OOE社はザイ・コンウェイが代表取締役を務める圏外を代表する企業の一つであり、設立当初から創設者として長らく関わってきた虎の子だ。圏外で運行する大部分の船舶の生産を担い、宣伝も積極的に行っているためネームバリューは相当なものがある。
大衆への不公平感を軽減するだけならば、何も全てを賭ける必要はない。仮に失っても立て直すことが可能なラインをコンウェイは瞬時に見極め、手札を切った。無論、完全同一条件の全賭けでない以上、不審を完全に払拭することはできないがそれは時間を掛けて信用を回復していけばいいだけの話。
既にフラメル王国は全てを賭けると宣言してしまっているため、これ以上の上乗せは発生しない。

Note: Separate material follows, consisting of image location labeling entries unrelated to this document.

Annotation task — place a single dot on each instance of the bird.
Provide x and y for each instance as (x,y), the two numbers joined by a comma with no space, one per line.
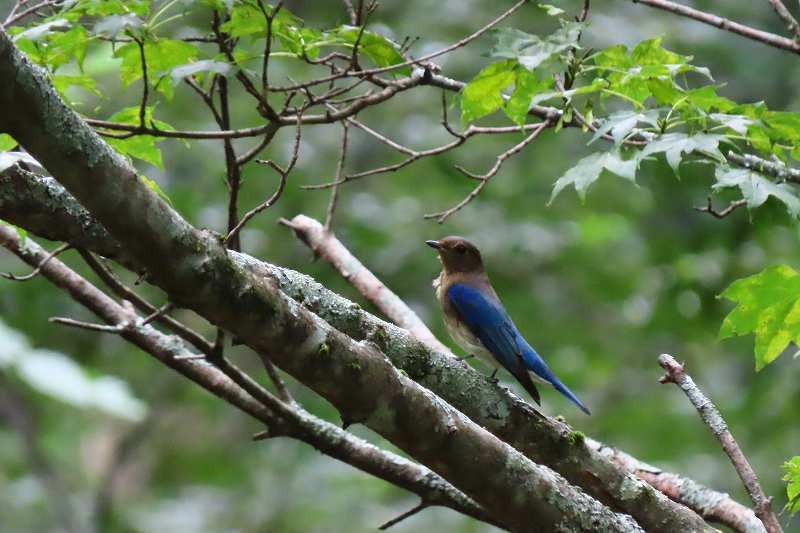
(478,322)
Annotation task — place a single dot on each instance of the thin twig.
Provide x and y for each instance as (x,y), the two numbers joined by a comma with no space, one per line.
(164,309)
(441,216)
(709,208)
(119,288)
(116,328)
(283,173)
(776,41)
(14,17)
(408,514)
(369,72)
(33,274)
(337,179)
(776,169)
(277,380)
(712,418)
(145,83)
(787,17)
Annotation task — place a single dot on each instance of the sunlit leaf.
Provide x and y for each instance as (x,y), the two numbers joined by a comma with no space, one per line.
(530,50)
(792,479)
(483,94)
(621,123)
(768,304)
(588,169)
(378,48)
(676,145)
(756,188)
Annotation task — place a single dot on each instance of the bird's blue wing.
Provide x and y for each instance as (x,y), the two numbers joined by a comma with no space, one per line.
(487,320)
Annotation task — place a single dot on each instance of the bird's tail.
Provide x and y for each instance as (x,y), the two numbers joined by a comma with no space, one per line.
(560,387)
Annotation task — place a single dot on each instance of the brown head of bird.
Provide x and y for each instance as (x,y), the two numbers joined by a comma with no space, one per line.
(457,254)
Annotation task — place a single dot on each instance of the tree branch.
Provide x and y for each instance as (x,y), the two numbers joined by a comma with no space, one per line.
(325,244)
(787,17)
(197,272)
(713,419)
(712,505)
(544,440)
(776,41)
(291,420)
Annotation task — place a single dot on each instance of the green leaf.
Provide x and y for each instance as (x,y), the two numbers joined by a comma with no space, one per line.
(768,304)
(756,188)
(139,146)
(206,65)
(153,186)
(531,51)
(588,169)
(792,479)
(378,48)
(621,123)
(483,94)
(7,142)
(676,145)
(62,82)
(526,86)
(551,10)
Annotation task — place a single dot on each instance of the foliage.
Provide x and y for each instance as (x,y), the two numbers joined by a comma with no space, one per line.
(768,304)
(598,285)
(792,478)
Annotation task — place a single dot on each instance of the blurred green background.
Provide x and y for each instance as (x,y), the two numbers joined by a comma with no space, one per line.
(600,288)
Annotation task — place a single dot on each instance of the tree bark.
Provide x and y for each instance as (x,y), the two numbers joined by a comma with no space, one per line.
(196,271)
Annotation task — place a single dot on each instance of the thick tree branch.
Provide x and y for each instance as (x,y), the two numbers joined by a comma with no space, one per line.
(712,505)
(289,420)
(713,419)
(325,244)
(544,440)
(197,272)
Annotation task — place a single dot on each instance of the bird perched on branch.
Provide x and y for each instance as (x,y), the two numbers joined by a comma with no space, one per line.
(477,321)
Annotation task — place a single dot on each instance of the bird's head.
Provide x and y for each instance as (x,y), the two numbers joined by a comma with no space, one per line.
(457,254)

知らず知らずの内に緊張を強いられていたコンウェイは、知気取られぬ程小さく息を吐く。
動揺を晒した場面もあったが、結果は上々。これで合法的かつ速やかに《ノイマン》を手に入れることができる。また、何らかの不測の事態が発生しても、被害は最小限と成る。

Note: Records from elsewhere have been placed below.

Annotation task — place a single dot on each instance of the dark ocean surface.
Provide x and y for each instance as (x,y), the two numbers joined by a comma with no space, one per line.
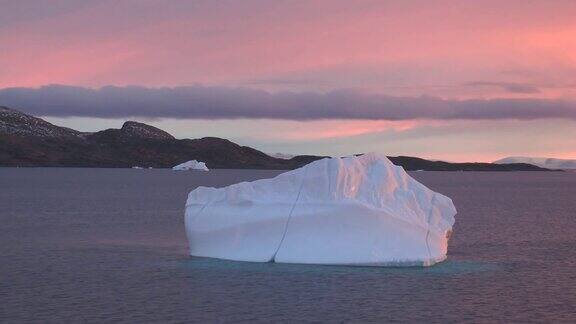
(104,245)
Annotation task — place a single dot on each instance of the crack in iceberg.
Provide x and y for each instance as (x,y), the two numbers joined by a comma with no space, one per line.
(290,216)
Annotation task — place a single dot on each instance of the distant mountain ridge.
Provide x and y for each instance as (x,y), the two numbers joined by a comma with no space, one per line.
(548,163)
(30,141)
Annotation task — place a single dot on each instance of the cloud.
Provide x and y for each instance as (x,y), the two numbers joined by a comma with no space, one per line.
(199,102)
(507,86)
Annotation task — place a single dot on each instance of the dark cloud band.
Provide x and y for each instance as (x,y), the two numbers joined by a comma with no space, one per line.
(222,102)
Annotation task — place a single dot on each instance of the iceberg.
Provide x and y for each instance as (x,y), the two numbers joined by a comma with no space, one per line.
(191,165)
(357,210)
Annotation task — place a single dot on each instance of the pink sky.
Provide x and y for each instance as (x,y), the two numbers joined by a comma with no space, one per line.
(447,49)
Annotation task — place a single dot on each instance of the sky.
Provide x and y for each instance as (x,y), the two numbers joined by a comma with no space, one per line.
(451,80)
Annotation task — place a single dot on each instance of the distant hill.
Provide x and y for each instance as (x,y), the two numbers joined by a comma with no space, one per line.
(30,141)
(549,163)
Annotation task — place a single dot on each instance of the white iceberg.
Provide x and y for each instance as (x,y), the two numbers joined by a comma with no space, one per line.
(191,165)
(342,211)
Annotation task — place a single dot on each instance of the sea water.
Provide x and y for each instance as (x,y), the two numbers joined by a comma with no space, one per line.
(97,245)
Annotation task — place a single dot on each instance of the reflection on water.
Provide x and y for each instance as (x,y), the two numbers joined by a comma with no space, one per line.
(108,245)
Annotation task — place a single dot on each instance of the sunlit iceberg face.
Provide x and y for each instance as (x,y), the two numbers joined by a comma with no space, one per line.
(342,211)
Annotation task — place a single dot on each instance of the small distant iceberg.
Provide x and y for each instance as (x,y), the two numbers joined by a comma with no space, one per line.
(191,165)
(358,210)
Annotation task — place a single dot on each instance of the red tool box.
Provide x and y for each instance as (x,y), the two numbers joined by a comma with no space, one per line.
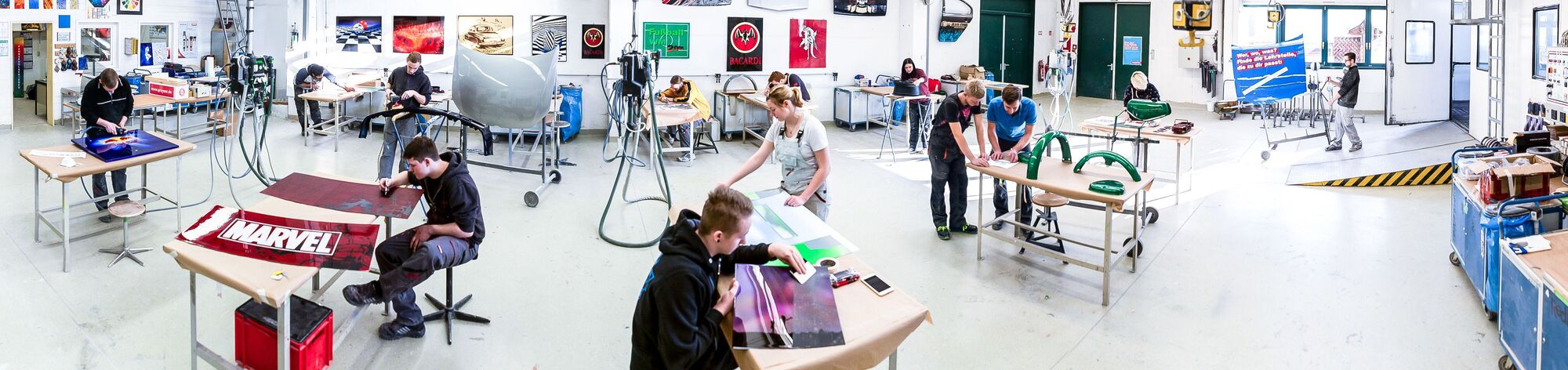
(310,335)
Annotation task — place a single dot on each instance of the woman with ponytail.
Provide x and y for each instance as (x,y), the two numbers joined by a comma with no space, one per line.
(800,145)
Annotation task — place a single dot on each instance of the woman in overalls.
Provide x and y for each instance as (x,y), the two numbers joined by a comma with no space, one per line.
(800,145)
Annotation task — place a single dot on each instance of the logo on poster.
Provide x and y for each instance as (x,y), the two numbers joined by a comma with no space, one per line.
(283,239)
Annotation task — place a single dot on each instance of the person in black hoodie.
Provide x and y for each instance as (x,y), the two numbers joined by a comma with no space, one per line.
(107,106)
(681,308)
(451,236)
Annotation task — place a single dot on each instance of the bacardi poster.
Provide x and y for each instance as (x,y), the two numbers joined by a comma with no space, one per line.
(744,51)
(285,241)
(593,42)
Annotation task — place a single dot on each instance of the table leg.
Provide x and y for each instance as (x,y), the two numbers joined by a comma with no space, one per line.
(1105,288)
(194,321)
(283,333)
(65,227)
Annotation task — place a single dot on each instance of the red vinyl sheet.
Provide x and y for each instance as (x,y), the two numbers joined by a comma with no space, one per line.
(285,241)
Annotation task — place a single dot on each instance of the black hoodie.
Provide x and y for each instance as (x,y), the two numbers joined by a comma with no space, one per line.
(675,325)
(454,198)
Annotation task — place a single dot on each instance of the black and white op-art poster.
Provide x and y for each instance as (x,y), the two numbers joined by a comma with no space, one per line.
(550,35)
(744,46)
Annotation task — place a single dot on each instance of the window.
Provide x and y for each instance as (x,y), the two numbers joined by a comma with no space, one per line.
(1332,32)
(1545,37)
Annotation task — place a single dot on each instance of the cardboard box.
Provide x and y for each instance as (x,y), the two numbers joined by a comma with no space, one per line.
(1509,183)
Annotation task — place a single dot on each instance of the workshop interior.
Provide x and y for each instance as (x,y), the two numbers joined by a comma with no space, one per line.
(785,184)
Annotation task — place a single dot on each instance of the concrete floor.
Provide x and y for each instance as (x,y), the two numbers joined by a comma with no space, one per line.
(1246,274)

総合的な『勝ち』を確信したコンウェイは、しかしくぐもった音を聞いた。
発生源は、すぐ近くの真横。
笑っている、口元に拳を当てながら老獪が一人でこの状況で笑っている。
「若い者同士でなにやら面白そうな事をやっておるのう、どうじゃ儂も混ぜてくれんか?」
五帝最古参、それまで沈黙を保っていたシュン・ライコウが動き出した。